Introduction
The class 2 clustered regularly interspaced short palindromic repeats (CRISPR)-CRISPR-associated proteins (Cas), which are derived from prokaryotic immune system, were identified as programmable, RNA-guided nucleases.[1-7] Generally, each CRISPR-Cas system is composed of Cas proteins and a guide RNA. In a broad spectrum of eukaryotic and prokaryotic species, CRISPR/Cas9 and CRISPR/Cpf1 could be expressed heterologously with relative guide RNAs to target complementary DNA sequences, exhibiting many advantages as powerful genome editing tools.[8-11] Cpf1 was reported with several differences from Cas9: first, Cpf1 processes its own guide RNAs and does not require a tracrRNA; second, there is a longer distance between the seed sequence and cleavage site; third, Cpf1 recognizes thymidine-rich PAM sequence; fourth, Cpf1 generates cleavage with 5′overhangs.[12,13,14] These features make Cpf1 expand the toolkit for genome editing.[15,16,17]
A general issue for the application of Cpf1 appears to be the unpredictable success of guide RNA design.[18,19] However, limited information of the relationship between guide RNAs sequence and activity is available. There is a number of tools and applications developed to predict guide RNA performance of Cas9.[20-28] It may seem that the guide RNA design for Cpf1 would benefit from these information and strategies. Recent studies for Cpf1 attempted to describe the guide RNA sequence-activity relationship and present algorithms to predict the activity of Cpf1 guide RNAs.[20-22]
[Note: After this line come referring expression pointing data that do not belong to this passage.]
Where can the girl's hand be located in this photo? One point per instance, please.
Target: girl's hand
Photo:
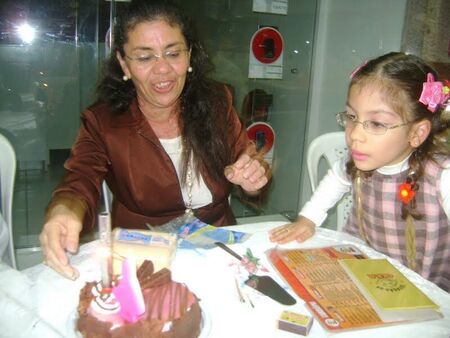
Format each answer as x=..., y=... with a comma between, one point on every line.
x=300, y=231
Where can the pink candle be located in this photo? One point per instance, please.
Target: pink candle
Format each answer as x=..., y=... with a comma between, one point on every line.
x=129, y=293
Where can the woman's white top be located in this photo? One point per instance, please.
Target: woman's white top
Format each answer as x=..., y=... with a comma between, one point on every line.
x=336, y=183
x=201, y=195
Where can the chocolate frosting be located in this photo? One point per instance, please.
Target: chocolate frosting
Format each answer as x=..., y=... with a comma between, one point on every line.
x=170, y=306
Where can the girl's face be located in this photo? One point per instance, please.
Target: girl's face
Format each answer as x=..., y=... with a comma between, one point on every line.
x=156, y=60
x=370, y=152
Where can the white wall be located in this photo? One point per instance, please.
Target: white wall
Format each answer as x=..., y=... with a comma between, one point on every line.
x=347, y=33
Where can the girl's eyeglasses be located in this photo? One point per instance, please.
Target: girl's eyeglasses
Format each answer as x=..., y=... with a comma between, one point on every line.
x=347, y=120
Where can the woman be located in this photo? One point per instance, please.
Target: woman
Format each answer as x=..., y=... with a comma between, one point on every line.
x=164, y=137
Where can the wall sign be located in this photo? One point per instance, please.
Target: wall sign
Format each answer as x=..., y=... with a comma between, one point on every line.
x=266, y=54
x=270, y=6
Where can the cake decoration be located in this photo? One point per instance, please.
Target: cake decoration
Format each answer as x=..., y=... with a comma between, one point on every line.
x=128, y=293
x=170, y=308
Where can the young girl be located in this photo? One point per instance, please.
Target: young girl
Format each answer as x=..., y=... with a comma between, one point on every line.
x=398, y=167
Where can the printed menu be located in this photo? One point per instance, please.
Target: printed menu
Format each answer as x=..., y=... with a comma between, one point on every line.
x=327, y=289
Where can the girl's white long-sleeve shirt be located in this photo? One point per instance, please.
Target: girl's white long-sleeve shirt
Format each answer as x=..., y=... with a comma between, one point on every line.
x=336, y=183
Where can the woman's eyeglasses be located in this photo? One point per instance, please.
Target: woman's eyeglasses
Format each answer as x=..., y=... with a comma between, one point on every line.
x=347, y=120
x=149, y=59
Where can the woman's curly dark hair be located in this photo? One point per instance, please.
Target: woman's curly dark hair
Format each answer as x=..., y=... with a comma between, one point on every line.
x=203, y=101
x=401, y=76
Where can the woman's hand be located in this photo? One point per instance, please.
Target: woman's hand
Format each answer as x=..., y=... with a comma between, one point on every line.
x=250, y=172
x=59, y=236
x=300, y=230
Nevertheless, such approaches were developed in mammalian cell lines where Cpf1 activities at endogenous sites were found to be affected by chromatin accessibility as well as target sequence composition. And the known nonhomologous end-joining (NHEJ) pathway preference for different DSB substrates may also reshape the guide RNA activity landscape
To exclude these factors and gain more general insights into the relationship of guide RNA sequence and activity, we launched high-throughput screening experiments and collect large-scale datasets in E.coli cells, in which NHEJ molecular machinery is entirely absent.
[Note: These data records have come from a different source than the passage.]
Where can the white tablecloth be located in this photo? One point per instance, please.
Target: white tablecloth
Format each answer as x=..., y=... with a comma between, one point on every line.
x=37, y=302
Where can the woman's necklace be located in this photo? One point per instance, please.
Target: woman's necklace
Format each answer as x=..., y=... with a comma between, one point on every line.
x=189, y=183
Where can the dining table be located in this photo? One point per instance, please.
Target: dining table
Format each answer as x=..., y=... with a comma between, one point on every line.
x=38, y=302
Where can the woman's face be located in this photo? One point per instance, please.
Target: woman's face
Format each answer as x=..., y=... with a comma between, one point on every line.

In this paper, we described a library of >12,500 target sequence and guide RNA pairs and evaluated guide RNA activity inE. coli by associating CRISPR/Cpf1-induced DNA cleavage with cellular lethality. The guide RNA activity revealed significant diversity. It’s worth noting that the current guide RNA activity prediction models showed Spearman correlations of only 0.56 when tested with our data. We therefore proposed a computational approach to design Cpf1 guide RNAs allowing the prediction of efficient and inefficient guide RNAs with an improved performance with Spearman correlation of 0.80. Lastly, our model identified important guide RNA sequence features that contribute to DNA cleavage.